Plaintiff's child was bitten by a dog at a park adjacent to an apartment complex where she was a tenant. As a result, plaintiff sued the apartment management company and others. The dog was owned by another tenant. The apartment complex did not own the park but advertised the park, as a feature of the apartment complex. The apartment complex's rules prohibited the type of dog that bit Plaintiff's child. The tenant dog owner had two dogs, which were prohibited by the rules. There were reports that the dogs had menaced other tenants, and one tenant claimed to have reported the dogs to the apartment's management company; however, the apartment manager never asked the owner to remove the dogs from the premises. The Fourth District Court of Appeal reversed the trial court's grant of summary judgment in favor of the apartment management company. The court reasoned that a landowner, in this case the apartment management company, could be liable to a business invitee (the victim tenant and her child), for injuries occurring off the premises where the apartment management company knew that the invitees were using adjacent lands for purposes connected with the business invitation. Distinguishing other cases where there was no relationship between the victim and the landowner, the court concluded that the landlord owed a duty to its tenants to protect them from dangerous dogs on adjacent property where the landlord utilized the adjacent property to promote his business interests.

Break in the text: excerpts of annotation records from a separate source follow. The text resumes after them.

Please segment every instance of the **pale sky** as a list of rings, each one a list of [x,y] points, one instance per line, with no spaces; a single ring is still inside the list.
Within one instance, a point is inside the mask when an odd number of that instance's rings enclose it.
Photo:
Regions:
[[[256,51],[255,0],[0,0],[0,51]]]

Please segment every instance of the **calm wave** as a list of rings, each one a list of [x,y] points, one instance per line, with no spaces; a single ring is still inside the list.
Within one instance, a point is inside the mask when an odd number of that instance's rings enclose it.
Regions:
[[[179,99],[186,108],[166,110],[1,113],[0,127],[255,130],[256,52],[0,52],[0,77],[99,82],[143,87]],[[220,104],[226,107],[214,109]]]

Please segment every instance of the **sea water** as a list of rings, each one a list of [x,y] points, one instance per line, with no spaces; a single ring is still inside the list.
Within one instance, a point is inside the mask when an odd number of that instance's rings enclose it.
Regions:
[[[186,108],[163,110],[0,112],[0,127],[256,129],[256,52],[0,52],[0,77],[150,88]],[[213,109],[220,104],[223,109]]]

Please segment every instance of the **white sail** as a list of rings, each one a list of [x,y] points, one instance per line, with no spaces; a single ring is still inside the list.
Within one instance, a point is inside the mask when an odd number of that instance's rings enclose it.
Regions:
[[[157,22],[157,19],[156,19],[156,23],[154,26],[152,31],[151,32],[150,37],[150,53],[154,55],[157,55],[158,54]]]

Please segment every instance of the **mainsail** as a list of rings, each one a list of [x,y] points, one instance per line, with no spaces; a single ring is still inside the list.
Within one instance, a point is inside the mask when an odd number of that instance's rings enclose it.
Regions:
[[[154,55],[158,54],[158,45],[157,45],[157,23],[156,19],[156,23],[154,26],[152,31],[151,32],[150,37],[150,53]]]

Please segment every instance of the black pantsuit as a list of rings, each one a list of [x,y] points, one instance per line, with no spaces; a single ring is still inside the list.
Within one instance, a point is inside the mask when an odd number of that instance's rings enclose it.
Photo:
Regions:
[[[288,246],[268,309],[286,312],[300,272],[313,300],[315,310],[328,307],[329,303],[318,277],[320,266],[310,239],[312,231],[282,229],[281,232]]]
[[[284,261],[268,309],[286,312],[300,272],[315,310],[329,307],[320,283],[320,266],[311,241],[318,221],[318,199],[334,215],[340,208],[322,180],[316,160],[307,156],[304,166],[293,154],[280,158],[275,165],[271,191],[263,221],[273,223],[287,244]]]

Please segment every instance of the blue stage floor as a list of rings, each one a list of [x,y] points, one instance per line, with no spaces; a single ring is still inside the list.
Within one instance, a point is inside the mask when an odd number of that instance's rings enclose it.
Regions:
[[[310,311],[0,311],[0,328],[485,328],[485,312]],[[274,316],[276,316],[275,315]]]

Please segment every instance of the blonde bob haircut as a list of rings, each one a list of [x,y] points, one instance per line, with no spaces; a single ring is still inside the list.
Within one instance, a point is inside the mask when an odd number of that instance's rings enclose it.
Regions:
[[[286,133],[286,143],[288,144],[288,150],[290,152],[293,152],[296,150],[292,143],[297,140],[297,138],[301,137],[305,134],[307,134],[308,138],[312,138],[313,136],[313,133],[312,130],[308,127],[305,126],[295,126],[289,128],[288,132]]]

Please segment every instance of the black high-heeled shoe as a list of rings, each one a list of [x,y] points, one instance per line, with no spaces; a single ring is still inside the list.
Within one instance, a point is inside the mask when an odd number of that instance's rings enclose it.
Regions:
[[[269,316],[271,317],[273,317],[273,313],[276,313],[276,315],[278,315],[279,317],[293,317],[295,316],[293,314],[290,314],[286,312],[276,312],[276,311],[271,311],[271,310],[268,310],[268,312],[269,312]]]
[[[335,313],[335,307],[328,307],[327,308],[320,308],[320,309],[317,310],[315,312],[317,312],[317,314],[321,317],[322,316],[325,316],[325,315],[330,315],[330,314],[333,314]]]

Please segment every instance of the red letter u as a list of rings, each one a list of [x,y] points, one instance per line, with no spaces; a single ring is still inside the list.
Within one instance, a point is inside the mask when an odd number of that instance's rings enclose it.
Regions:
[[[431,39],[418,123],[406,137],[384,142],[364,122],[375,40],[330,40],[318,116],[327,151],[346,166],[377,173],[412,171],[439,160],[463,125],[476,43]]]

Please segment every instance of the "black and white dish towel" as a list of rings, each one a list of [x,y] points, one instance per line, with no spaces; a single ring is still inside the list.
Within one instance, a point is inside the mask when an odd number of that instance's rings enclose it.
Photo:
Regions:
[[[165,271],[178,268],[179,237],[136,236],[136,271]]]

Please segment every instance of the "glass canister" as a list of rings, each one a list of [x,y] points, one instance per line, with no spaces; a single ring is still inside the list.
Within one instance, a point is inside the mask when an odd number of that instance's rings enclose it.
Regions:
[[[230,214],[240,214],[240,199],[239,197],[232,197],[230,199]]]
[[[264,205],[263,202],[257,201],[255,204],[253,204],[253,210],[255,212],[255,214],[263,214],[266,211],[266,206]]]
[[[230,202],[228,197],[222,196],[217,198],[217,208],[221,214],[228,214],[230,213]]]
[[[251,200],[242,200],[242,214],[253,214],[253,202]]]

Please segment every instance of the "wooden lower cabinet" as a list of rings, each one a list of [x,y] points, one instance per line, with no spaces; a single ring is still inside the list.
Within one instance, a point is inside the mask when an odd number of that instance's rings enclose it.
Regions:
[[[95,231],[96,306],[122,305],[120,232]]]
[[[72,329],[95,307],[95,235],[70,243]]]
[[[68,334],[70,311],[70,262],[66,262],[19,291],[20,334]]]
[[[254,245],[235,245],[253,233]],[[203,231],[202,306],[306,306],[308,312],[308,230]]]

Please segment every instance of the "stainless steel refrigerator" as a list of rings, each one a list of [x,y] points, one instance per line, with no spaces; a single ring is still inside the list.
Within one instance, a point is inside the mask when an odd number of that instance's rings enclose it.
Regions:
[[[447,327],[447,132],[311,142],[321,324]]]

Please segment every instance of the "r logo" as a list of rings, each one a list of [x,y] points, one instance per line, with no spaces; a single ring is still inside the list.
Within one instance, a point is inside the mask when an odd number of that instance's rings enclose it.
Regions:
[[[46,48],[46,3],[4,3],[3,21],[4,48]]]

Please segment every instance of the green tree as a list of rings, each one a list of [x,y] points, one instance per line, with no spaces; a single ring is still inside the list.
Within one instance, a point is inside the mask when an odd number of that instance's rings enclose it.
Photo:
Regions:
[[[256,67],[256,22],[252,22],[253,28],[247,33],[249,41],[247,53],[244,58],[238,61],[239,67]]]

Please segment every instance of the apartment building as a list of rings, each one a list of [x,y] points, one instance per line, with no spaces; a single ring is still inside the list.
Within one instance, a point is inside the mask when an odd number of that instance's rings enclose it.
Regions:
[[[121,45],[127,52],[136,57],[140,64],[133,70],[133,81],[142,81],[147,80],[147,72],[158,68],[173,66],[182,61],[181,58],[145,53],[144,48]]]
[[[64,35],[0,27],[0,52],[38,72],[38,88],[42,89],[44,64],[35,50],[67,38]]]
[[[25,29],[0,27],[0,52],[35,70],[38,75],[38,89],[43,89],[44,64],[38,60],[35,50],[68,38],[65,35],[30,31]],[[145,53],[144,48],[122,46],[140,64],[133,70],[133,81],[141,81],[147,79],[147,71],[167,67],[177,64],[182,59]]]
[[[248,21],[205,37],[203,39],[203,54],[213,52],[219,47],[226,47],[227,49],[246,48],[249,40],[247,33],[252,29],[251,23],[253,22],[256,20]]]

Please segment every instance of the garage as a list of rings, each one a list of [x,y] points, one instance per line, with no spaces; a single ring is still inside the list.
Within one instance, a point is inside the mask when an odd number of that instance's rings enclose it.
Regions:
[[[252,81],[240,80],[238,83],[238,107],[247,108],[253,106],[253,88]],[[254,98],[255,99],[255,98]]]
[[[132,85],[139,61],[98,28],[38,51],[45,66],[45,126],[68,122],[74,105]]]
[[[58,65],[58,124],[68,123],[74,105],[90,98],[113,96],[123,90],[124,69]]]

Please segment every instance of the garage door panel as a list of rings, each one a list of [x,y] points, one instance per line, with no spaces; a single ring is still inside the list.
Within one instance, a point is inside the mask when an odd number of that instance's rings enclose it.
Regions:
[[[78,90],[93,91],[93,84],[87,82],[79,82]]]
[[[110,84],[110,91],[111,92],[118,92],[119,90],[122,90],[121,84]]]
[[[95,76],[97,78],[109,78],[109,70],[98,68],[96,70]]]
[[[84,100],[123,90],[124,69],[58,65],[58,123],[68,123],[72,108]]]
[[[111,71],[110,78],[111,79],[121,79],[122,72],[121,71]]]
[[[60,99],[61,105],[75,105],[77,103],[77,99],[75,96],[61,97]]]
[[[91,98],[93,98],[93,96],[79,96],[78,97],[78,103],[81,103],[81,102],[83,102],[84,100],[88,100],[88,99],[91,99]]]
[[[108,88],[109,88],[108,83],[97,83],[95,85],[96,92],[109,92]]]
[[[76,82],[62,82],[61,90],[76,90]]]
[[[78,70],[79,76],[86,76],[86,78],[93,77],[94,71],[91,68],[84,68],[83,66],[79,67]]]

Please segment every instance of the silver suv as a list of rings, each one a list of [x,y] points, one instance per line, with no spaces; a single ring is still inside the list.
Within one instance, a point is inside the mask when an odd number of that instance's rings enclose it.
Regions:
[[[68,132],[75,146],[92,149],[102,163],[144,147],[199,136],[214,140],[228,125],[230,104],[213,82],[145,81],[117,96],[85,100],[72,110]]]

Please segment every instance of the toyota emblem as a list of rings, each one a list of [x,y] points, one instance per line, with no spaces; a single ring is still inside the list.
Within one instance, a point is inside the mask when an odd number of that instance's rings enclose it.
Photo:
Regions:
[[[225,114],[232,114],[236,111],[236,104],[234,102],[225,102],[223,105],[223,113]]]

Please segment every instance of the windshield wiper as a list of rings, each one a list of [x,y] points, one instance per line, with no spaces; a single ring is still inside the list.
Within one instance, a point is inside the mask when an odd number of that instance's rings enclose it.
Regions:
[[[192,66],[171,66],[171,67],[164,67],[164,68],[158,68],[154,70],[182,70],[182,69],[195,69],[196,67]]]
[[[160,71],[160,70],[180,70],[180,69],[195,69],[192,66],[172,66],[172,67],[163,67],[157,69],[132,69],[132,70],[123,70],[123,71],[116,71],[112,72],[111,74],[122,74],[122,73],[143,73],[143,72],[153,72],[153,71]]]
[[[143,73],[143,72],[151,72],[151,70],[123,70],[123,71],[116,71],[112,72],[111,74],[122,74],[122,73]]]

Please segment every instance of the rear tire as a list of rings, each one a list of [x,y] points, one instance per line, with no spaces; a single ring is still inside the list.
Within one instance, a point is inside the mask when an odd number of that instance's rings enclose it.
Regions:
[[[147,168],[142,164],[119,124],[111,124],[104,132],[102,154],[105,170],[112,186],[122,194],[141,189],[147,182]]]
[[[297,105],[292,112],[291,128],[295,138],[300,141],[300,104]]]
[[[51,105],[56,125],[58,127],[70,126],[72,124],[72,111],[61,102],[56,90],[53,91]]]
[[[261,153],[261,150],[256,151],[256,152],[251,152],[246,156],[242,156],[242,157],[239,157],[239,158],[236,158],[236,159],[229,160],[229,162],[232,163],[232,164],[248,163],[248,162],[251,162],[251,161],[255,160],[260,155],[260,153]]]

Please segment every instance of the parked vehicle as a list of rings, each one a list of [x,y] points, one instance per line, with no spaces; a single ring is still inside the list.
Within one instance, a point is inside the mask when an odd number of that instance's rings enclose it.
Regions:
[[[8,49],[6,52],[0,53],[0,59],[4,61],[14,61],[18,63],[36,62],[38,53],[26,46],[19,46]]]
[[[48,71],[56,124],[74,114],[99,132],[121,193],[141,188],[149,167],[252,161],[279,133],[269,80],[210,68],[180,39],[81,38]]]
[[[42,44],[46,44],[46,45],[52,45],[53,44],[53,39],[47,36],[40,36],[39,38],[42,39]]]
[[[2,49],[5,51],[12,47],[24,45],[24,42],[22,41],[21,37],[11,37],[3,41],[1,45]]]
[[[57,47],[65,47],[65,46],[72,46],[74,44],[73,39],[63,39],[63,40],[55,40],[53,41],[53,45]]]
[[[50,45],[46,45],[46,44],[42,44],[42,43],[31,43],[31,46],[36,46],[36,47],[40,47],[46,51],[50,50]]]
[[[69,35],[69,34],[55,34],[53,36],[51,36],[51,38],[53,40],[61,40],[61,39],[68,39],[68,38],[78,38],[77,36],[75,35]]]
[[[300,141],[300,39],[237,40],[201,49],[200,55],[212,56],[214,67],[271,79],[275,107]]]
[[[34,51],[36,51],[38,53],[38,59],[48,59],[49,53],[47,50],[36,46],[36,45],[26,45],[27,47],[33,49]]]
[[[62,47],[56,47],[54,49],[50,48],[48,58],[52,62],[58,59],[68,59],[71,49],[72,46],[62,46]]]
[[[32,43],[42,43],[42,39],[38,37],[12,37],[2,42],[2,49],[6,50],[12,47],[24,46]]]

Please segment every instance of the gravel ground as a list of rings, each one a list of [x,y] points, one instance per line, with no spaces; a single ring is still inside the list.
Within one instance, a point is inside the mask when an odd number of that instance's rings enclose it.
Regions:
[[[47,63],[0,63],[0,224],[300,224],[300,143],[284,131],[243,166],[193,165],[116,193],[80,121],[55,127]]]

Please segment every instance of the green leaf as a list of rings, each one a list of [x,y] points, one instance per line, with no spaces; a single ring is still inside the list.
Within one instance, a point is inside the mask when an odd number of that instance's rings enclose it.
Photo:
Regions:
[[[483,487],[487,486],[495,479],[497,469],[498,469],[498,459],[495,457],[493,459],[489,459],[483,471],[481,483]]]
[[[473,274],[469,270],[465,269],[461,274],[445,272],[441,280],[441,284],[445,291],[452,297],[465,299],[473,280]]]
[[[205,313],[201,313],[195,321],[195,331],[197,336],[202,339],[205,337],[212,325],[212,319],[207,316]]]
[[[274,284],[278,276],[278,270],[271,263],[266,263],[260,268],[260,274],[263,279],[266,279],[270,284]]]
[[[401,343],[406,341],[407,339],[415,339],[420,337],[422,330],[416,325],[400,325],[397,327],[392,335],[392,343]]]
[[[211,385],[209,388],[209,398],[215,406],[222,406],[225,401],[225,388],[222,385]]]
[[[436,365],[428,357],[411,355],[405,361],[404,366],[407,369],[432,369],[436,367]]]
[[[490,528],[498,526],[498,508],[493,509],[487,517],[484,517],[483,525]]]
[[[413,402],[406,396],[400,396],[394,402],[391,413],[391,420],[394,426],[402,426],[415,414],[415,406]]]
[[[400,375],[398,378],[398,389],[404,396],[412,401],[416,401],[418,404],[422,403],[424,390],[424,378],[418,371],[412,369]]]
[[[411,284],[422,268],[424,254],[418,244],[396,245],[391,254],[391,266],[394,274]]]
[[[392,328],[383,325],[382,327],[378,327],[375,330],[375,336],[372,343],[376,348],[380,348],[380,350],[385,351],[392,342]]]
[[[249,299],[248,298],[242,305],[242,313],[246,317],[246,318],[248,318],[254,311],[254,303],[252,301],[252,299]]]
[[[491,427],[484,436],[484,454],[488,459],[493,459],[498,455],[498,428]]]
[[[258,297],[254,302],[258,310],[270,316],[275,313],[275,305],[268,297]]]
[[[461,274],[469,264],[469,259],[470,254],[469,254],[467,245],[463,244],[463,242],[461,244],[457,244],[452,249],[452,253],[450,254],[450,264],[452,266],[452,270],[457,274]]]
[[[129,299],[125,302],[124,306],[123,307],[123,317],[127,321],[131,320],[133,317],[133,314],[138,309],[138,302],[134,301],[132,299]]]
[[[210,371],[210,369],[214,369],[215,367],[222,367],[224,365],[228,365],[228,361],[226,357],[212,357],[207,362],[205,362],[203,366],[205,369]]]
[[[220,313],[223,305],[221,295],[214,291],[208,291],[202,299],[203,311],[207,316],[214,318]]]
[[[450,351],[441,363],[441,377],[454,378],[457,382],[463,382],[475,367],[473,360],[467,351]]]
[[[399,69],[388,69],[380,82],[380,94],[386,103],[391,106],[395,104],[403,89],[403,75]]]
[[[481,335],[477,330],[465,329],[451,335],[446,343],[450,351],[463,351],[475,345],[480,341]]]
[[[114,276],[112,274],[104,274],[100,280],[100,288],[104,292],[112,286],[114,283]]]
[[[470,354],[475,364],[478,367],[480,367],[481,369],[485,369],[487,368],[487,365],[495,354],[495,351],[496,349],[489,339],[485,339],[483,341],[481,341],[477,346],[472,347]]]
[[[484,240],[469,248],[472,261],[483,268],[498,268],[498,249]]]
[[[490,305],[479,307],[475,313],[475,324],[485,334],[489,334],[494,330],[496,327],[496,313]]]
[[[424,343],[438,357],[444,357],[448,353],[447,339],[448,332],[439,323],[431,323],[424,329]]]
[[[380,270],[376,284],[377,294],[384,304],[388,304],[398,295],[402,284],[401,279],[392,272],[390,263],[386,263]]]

Summary Judgment obtained in a civil rights action on behalf of regional Airport District
The Firm recently obtained a summary judgment dismissing all claims on behalf of a regional Airport District and several law enforcement officers working for the Airport District in a federal court action, where the plaintiffs claimed the Airport and law enforcement officers conspired to deprive them and their company of certain constitutional due process protections related to their use of the Airport property and access to the Airport grounds. Plaintiffs claimed the Airport and officers conspired to deprive plaintiffs of access to their hangar and to secured areas of the Airport grounds, which precluded them from doing business and caused their business to shut down. They also claimed certain of their office and hangar space was unconstitutionally searched and seized, and that their badge access to the secured portion of the Airport grounds was unconstitutionally taken away. The Federal Judge ruled against plaintiff on all constitutional grounds, granting summary judgment that no unconstitutional deprivation of rights occurred. The Appeal of the Judge's ruling was Dismissed by the Eleventh U.S. Circuit Court of Appeals.